Your words have taught me to appreciate the little things more--even dirty socks left in a boat. And to take many more photos. These photos of father and son are precious.
Hang in there--strangers are praying for you and hurting for you.
Leslie:
What a beautiful post, your words move me and touch me everytime I read them. I understand how it is to have a two year old (as I have one myself) and the DAILY struggles we go through as Mothers. I can't imagine what you are going through without your sweet Aaron to come home and step in and help. I pray for you often even though we have never met. I know Heavenly Father loves you so much and Aaron jr and is so proud of you and how you are handling this all.
I am thinking of you and your sweet family, you are in my prayers.
- Jen
Leslie, I love this post. I am sobbing.
I can't imagine what you are going through, but know that you are in a lot of people's prayers, strangers even.

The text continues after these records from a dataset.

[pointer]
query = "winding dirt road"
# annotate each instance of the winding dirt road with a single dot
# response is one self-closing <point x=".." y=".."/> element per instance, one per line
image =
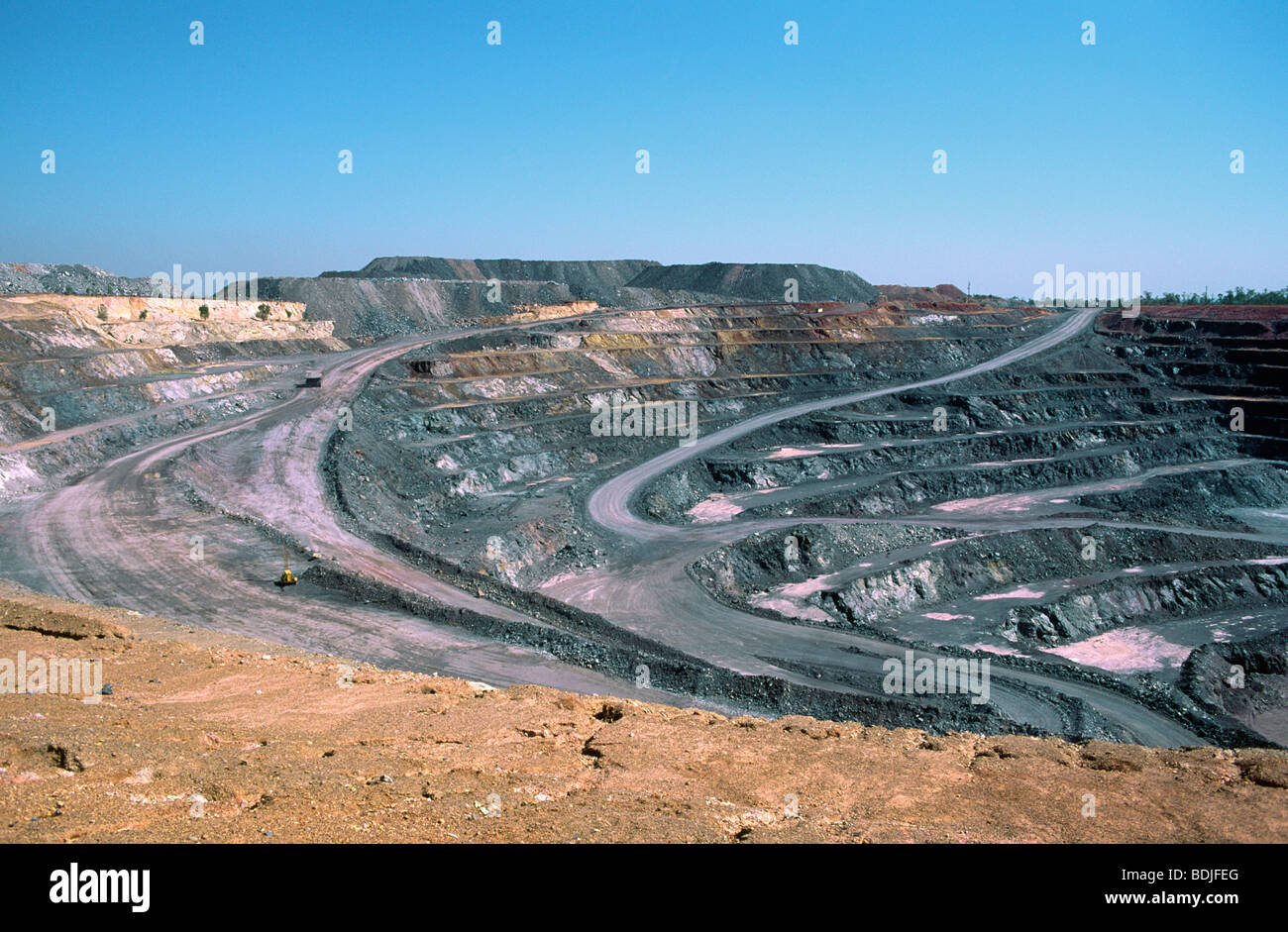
<point x="656" y="597"/>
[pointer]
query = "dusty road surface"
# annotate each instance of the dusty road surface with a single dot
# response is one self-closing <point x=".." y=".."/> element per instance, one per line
<point x="215" y="738"/>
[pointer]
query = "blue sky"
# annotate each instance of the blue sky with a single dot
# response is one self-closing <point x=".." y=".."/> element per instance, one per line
<point x="224" y="155"/>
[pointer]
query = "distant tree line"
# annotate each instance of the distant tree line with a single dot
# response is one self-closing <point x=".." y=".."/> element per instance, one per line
<point x="1232" y="296"/>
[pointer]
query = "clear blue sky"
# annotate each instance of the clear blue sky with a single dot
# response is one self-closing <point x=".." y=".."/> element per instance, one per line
<point x="223" y="157"/>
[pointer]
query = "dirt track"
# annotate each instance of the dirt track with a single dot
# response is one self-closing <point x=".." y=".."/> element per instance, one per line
<point x="206" y="739"/>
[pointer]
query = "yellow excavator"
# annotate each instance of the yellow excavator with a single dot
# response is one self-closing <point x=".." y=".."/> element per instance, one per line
<point x="287" y="578"/>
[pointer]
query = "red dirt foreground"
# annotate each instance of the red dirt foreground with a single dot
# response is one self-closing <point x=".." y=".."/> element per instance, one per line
<point x="213" y="738"/>
<point x="1262" y="321"/>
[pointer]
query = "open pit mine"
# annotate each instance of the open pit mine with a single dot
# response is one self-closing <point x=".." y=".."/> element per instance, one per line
<point x="752" y="489"/>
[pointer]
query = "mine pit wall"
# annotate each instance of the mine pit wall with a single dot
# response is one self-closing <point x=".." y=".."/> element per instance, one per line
<point x="1235" y="353"/>
<point x="996" y="562"/>
<point x="143" y="378"/>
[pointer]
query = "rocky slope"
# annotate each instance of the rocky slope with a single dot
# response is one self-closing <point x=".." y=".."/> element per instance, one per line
<point x="210" y="738"/>
<point x="86" y="377"/>
<point x="39" y="278"/>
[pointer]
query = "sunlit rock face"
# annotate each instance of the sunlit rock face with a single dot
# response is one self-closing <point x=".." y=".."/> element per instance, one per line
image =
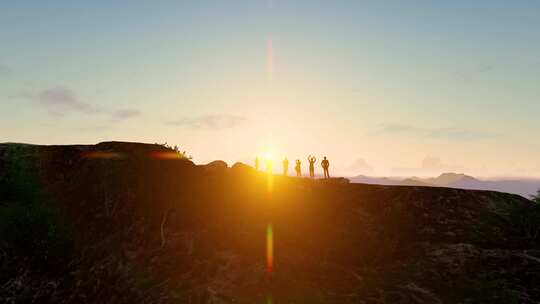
<point x="141" y="225"/>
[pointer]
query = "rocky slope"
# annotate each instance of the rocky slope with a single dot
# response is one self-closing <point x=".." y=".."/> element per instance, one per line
<point x="125" y="222"/>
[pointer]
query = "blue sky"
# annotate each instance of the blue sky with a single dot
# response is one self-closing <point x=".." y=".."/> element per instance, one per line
<point x="382" y="88"/>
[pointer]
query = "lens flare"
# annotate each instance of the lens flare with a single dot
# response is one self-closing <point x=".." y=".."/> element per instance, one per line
<point x="269" y="249"/>
<point x="270" y="59"/>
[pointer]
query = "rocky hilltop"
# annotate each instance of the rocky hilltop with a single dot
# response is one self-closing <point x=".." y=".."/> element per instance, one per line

I love that you have so many pictures. what a true blessing.
And you are not the bad guy, and I am sure that Aaron Jr. doesn't think so either. We do what we gotta do as mothers because we love those kids more than anything. He knows, I know that he knows it is all because you love him.
Hang in there.
This is one of the things that makes me the most sad about Aaron's passing. It is absolutely devastating that AJ won't have his daddy around. He was so tender with him. You and Aaron unitely cherished your little one so much. My heart breaks for you again this day.
so sad... and so beautiful, leslie.
love and prayers,
dani
Beautiful. I am going to pick up my camera and take tons of pictures of us together with our girls. Sending love your way even though we have never met.

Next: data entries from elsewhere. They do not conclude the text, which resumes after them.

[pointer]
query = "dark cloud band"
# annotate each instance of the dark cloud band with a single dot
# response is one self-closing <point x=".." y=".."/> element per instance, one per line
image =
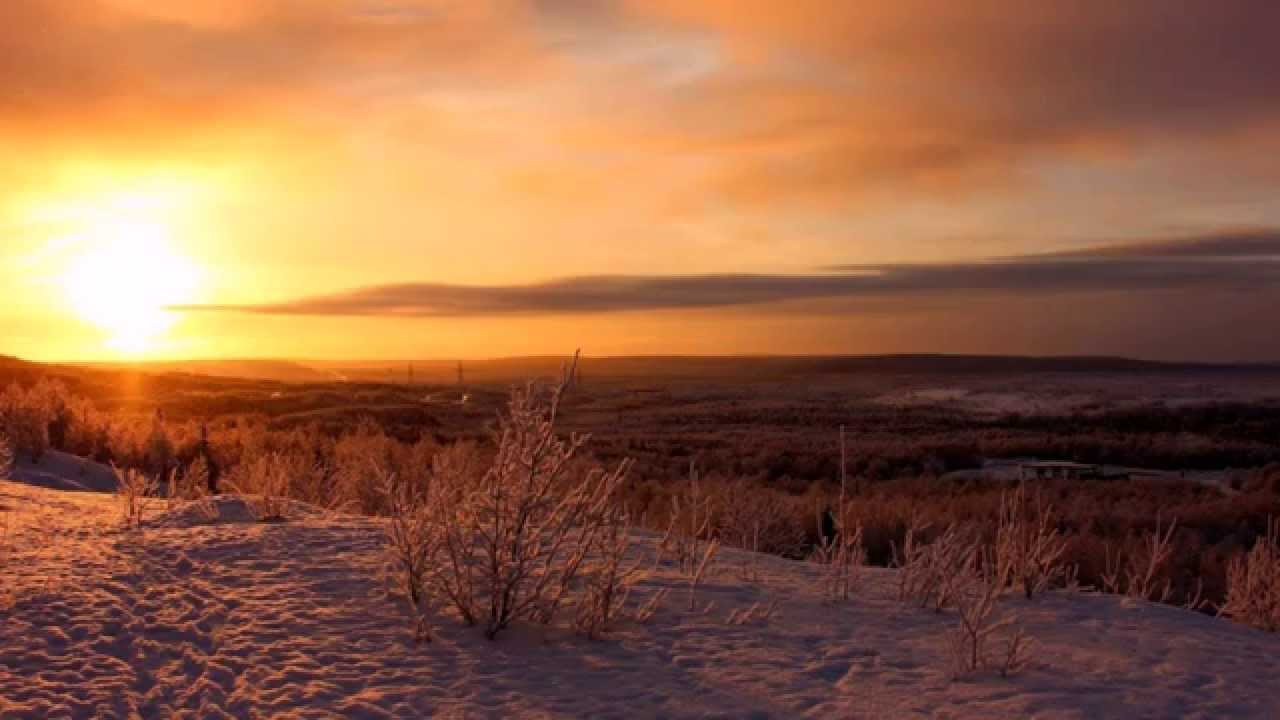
<point x="1224" y="261"/>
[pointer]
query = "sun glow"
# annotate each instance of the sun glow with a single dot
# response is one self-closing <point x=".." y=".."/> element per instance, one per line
<point x="124" y="273"/>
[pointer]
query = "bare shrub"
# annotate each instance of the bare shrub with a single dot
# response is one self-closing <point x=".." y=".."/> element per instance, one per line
<point x="264" y="484"/>
<point x="5" y="456"/>
<point x="689" y="534"/>
<point x="981" y="623"/>
<point x="1137" y="574"/>
<point x="650" y="606"/>
<point x="608" y="580"/>
<point x="1253" y="583"/>
<point x="515" y="537"/>
<point x="757" y="614"/>
<point x="1028" y="545"/>
<point x="840" y="560"/>
<point x="412" y="543"/>
<point x="191" y="483"/>
<point x="932" y="574"/>
<point x="842" y="555"/>
<point x="696" y="572"/>
<point x="132" y="490"/>
<point x="690" y="528"/>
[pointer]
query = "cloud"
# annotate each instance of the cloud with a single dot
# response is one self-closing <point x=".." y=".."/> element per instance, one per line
<point x="1226" y="261"/>
<point x="801" y="101"/>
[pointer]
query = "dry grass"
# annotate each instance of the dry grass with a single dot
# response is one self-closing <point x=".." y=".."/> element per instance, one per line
<point x="1142" y="574"/>
<point x="1253" y="583"/>
<point x="1028" y="543"/>
<point x="7" y="456"/>
<point x="510" y="540"/>
<point x="265" y="486"/>
<point x="133" y="491"/>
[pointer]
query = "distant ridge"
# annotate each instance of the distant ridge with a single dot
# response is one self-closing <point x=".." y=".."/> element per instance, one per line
<point x="440" y="370"/>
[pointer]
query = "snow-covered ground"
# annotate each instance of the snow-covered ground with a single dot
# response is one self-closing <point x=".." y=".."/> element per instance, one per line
<point x="199" y="616"/>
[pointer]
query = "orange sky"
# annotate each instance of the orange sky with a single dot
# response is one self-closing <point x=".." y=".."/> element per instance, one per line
<point x="393" y="178"/>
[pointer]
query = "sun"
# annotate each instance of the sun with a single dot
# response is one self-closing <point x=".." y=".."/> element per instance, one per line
<point x="123" y="278"/>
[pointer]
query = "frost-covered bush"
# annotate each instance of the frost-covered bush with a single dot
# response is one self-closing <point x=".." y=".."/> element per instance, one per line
<point x="508" y="537"/>
<point x="1253" y="583"/>
<point x="5" y="456"/>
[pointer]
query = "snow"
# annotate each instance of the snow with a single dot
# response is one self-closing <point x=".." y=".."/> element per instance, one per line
<point x="211" y="615"/>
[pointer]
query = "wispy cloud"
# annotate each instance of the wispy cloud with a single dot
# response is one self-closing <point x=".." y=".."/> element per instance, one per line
<point x="1224" y="261"/>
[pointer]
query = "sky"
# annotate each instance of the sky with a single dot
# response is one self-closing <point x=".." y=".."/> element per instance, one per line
<point x="461" y="178"/>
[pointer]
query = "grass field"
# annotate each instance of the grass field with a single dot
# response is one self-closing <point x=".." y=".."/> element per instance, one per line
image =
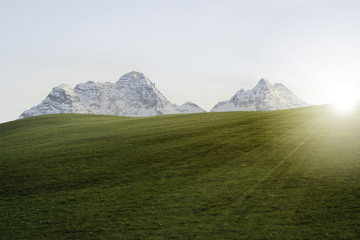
<point x="290" y="174"/>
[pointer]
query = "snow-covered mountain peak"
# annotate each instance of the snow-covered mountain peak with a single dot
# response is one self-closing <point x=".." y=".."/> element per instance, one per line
<point x="134" y="78"/>
<point x="132" y="95"/>
<point x="264" y="96"/>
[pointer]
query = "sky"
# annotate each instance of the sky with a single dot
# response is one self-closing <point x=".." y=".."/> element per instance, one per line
<point x="202" y="51"/>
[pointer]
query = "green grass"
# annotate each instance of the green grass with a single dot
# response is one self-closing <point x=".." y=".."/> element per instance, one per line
<point x="290" y="174"/>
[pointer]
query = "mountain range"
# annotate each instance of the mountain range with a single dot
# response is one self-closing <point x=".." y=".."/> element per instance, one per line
<point x="136" y="96"/>
<point x="263" y="97"/>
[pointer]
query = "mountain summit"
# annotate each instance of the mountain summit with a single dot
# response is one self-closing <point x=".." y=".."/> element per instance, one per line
<point x="263" y="97"/>
<point x="132" y="95"/>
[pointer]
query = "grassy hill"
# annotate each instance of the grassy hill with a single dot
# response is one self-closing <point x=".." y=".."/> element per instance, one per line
<point x="290" y="174"/>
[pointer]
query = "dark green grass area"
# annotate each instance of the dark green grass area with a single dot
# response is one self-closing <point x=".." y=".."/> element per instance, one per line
<point x="290" y="174"/>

Always thinking. Always wishing, Leslie.
Love,
Jane
My heart breaks for you. I think of you two often and am inspired by your heart!
Rita
He has a wonderful father. I love the pic of them stylign their hair.
Liz
Very nice. I can tell you put a lot of time and thought into this post. Bitter sweet.
you have made a lifetime of memories in such a short time for your son. all of the things he got to do with his dad in that time; and you captured them all. aaron jnr can always have them in his heart.
keep up your beautiful blogs and you have so many people who are willing you on.
:-))
Leslie ~ I've not visited here for a while but think of you often. I think of both of you often.
I sit here finding it so difficult to know what to say to you ~ reading this post is heart breaking and like you, I find myself asking 'why'. Why would such a beautiful family be dealt this? It just doesn't seem at all fair.
One thing that I also kept thinking is that Aaron Jnr. will be more than OK. You are obviously an amazing and ever so loving Mummy to your little man and whilst it must be so difficult, I just know you will raise him with morals, respect and most importantly, loads of love. Many children miss out on that but your boy never will. You are a superb mother and you continue to display that.
Thinking of you today and on so many others.
xx
Oh, these pictures are precious!!! I loved your captions... they made me laugh, and cry. It's almost shocking to see how much bigger Aaron Jr. is now! He has grown up so much since his pictures with his daddy. I am sure that Aaron is so proud of him now, and proud of you for being such a good mom.
Love you!
priceless pictures! how wonderful to have so many amazing pictures of the short time they had together. thx for sharing your thoughts & pictures. you really inspire me to be a better wife and mother. i do not know you but truly thx for sharing your life.
-Jen
Leslie
Please know that I am praying for you and Aaron Jnr.
Love Elise
Leslie, I loved this post. The pictures are priceless. I loved every one of them. A few of them brought back a few great memories. Thinking of you every day!
What a wonderful post for Father's Day. I loved all the pictures, but was absolutely amazed by the garden. We've tried, but never had any results even close to yours. We love you and we love Aaron and Aaron Jr. It's hard but you'll endure it. Be strong!